Calculate Confidence Interval for Two-sample Proportions in Python

2024-06-12 403 words 2 minutes

Contents

In Python, you can use the chi2_contingency function from the scipy package to perform a proportion test on two groups.

chi2_contingency function calculates the chi-square test on a contingency table to compare the proportions between the groups.

However, the chi2_contingency function does not provide built-in methods for reporting confidence intervals for differences in two proportions.

But you can calculate the Wald confidence interval for differences in two Proportions from a 2x2 contingency table.

Wald confidence interval can be calculated using the confint_proportions_2indep function from the statsmodels package.

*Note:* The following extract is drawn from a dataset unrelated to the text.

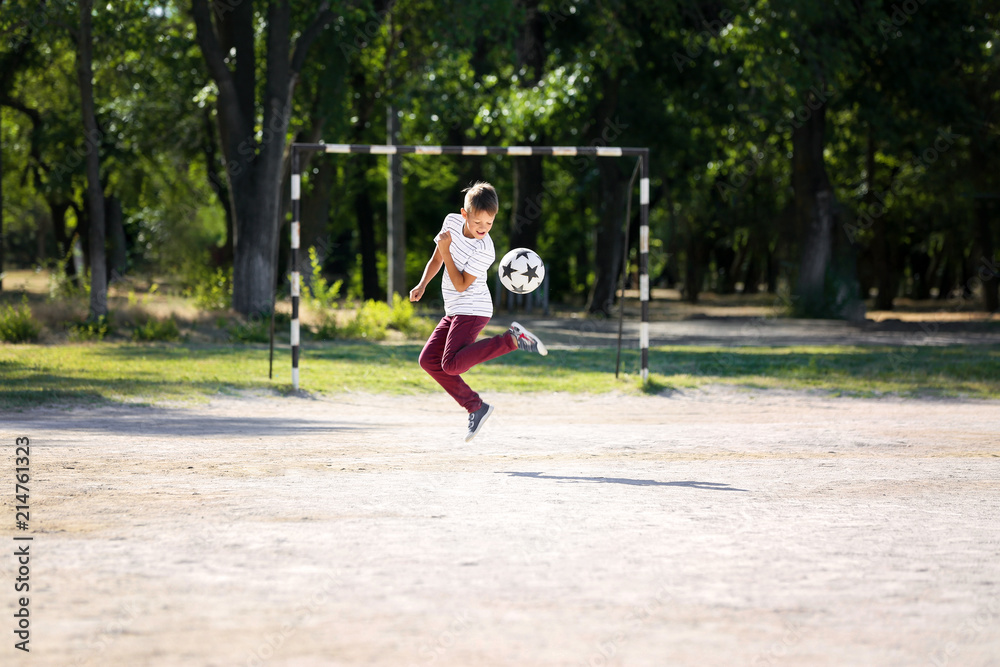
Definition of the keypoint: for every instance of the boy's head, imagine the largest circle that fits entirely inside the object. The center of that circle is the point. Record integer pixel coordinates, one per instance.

The following example explains calculating the Wald confidence interval for two proportions.

Sample dataset

Suppose a marketing survey is completed in two cities (A and B) with 500 individuals for a purchase of the product.

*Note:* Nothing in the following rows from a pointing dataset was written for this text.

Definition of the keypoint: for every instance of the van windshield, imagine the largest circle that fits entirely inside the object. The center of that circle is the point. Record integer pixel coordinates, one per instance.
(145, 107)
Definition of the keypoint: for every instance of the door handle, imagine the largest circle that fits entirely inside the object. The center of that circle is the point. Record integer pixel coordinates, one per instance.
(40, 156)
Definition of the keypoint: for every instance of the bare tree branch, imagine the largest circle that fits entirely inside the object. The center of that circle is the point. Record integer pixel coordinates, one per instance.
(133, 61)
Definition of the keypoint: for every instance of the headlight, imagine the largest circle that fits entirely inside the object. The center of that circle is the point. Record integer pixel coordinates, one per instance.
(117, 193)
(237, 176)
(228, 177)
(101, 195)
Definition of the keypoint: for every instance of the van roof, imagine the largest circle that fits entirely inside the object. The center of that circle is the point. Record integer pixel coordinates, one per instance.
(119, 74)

In city A, 300 individuals purchased the product, and in city B, 400 individuals purchased the product.

The number of successes in cities A and B are 300 and 400, respectively.

# import package
import numpy as np

# Create the contingency table
contingency_table = np.array([[300, 200],
                 [400, 100]])

Proportion test using `chi2_contingency`

Now, perform the proportion test using the chi2_contingency function from the scipy package. This function is similar to prop.test function in R.

# import package
from scipy.stats import chi2_contingency

# perform the chi-square test for proportion
chi2, p, dof, exp_prop = chi2_contingency(contingency_table)

print(chi2, p, dof, exp_prop)

# output
46.67142857142857 8.394401757688147e-12 1 [[350. 150.]
 [350. 150.]]

The Chi-Square Statistic: 46.67; and p value: < 0.05

As the p value (< 0.05) is less than the significance level alpha (0.05), we reject the null hypothesis.

We conclude that there is a significant difference in the proportion of products purchased by individuals in two cities.

As you can see from the output, the chi2_contingency function does not report the confidence interval.